“There you are, Buck Thornton of the Poison Hole,” he said with an increase of irritability in his curt tones. “And now you listen to me; you’re a fool! Or else you’re so far out of the world over on your ranch that you don’t know what’s going on. Which is it?”
“I hear a good deal of what’s happening,” returned Thornton drily.
“Then I suppose you realize that a man who rides day and night, through that country, carrying five thousand dollars with him, and when everybody in the country knows that according to contract he is about due to make a five thousand dollar payment, is acting like a fool with a suicidal mania?”
For a moment Thornton did not answer. He seemed so engrossed in his cigarette building that one might almost suppose that he had not heard. And then, lifting his head suddenly, his eyes keen and hard upon Templeton’s, he said casually,
“I dropped in three days ahead of time, didn’t I?”
“And the wonder is,” snapped Templeton, “that you haven’t dropped clean out of the world! If you do a fool thing like this, Buck Thornton, when your last payment is due, you can do it. But I won’t go near your funeral!”
Thornton laughed easily, tucked the receipt into his vest pocket, and reached for his hat and spurs.
“I’m obliged, Mr.
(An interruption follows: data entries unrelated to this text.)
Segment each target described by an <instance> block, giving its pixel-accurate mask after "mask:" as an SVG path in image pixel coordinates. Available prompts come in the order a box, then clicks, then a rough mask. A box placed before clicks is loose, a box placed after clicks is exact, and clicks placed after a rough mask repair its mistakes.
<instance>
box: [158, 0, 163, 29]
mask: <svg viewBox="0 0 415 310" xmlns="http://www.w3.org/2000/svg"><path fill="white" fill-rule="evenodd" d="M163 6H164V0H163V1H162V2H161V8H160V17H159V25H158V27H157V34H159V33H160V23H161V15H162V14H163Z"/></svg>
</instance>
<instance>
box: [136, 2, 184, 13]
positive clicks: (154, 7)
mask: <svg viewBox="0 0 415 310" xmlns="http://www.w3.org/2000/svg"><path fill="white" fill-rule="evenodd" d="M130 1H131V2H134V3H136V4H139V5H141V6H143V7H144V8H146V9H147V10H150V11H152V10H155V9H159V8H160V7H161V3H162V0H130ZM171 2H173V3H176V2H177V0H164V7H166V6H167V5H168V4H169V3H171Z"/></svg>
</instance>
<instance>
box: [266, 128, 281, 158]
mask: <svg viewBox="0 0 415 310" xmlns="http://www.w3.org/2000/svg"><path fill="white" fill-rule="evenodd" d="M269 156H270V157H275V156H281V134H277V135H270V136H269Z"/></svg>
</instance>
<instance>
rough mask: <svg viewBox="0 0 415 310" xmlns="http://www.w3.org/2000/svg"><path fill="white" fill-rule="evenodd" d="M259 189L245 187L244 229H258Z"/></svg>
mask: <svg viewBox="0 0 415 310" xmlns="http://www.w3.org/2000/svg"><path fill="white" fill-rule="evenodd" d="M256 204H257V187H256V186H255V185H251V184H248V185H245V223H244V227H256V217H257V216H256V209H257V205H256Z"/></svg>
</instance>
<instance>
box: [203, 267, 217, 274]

Templeton,” he acknowledged lightly. “But we’ve got to admit that I got across all right this time. And, as you’ve heard, I suppose, right under Mr. Bad Man’s nose, since I was carrying that little wad last night when Hap Smith got cleaned at Poke Drury’s. Well, I’ll be going. Just give that rattlesnake Pollard the five thousand and an invitation from me to keep off my ranch, remembering that it doesn’t happen to belong to him any more.”
He nodded and went to the door. There he turned and looked back at the girl. She had risen swiftly, even coming a step toward him.
“I haven’t thanked you ... I ...”
Templeton looked on curiously, an odd twitching at the corners of his large mouth. Thornton threw up a sudden hand.
“No,” he said hastily. “You haven’t spoiled things by thanking me. And.... We’ll see each other again,” he concluded in his quietly matter-of-fact way. And, his nod for both of them, he went out.
CHAPTER VI
WINIFRED JUDGES A MAN
There was a puzzled frown in her eyes, a faint flush tingeing her cheeks as, withdrawing her regard from Thornton’s departure, she looked to Templeton and asked quickly:
“Why did he call Henry Pollard a rattlesnake?”
A faint smile for a moment threatened to drive the sternness away from Templeton’s lips. But it was gone in a quick tightening of the mouth, and he answered briefly.
“He didn’t know that you knew Pollard.”
“I don’t know him,” she reminded him coolly. “You will remember that I haven’t seen him since I was six years old. I hardly know what he looks like. But you haven’t answered me; why did your imprudent giant call him a rattlesnake?”